La sociedad de las comodidades es la del racionalismo extremo. Las viejas creencias han quedado recluidas en el baúl de los absurdos. Aquellos que somos creyentes pasamos por bichos raros. Pero determinadas creencias siguen vivas, quizás convertidas en chistes sarcásticos, en esquemas increíblemente incoherentes.
Néstor Luján cita constantemente el cachulito como un plato bien antiguo. Al menos habría noticia de él desde el siglo XVI. Entre nosotros: me da que este plato es tan antiguo como el pan. La verdad es que hoy ningún agricultor como migas a diario. En realidad, se ha convertido en un plato común para seres urbanos que rememoran con estas viandas sus raíces rurales.
Eran y son suculentas, pero el problema surgía en días de muerto. Si un vecino moría se temía su presencia. Las cocineras, las campesinas que se ocupaban parte del sía en cocinarlas, creían que el muerto metía sus manos en la sartén contaminando el plato. Si previamente se conocía el paso al otro mundo del finado, se evitaba poner migas a la mesa. Obvio resulta decir que en tiempos de hambre…
Este tipo de creencias, hoy tomadas por supersticiones absurdas, enraizan con un mundo antiguo, ya sumido en el pasado, pero superviviente en determinados individuos que vienen de la sociedad tradicional. Son los ejemplares ideológicos de un mundo ya superado. ¿Este mundo de lo racional y el bienestar será capaz de construir una auténtica civilización?
En el fondo, esta creencia en la actividad inmediata de los muertos sobre las migas está emparentada con un complejo mundo de creencias sobre los muertos que supera, como es lógico, culturas, mares y fronteras. Los habitantes de Bali leían cuentos familiares en presencia del cuerpo del familiar muerto durante dos o tres días con el fin de alejar a los demonios del alma de su familiar. Era un mecanismo de protección. Los primeros días eran decisivos para que el alma no cayera en manos de estos seres demoníacos y para que fuera a lugar que le correspondía.
Pero el cachulí es tan especial para los recién muertos que no pueden evitar comer con los dedos. Para los vivos esto puede estropear el plato del día. Salvo que uno no sea asqueroso.

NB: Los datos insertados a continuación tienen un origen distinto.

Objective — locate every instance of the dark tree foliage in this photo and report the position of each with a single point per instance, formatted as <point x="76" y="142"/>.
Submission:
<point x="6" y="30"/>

Los tanatorios actuales han desplazado la carga de las familias ante la muerte de un ser querido. El viejo velatorio en las casas, realizado por vecinos y la familia ya no se realiza. La muerte se aleja de nosotros, porque nos repugna, porque, en el fondo, la tememos más que cualquier otra generación.
Hay que resaltar que las manos del finado quizás manosearon el cachulito dentro de la sartén. Pero, en todo caso, ya debían de haber tocado la gloria divina, porque estaba extraordinario. Eso sí: la cocinera ni lo probó.
Obras citadas:
Luján, N., (1988), Historia de la Gastronomía. Sabadell: Plaza y Janés.
Yeves Descalzo, F.A., (1997). Diccionario del lenguaje histórico y del habla popular y vulgar de la comarca de Requena-Utiel. Requena: CER.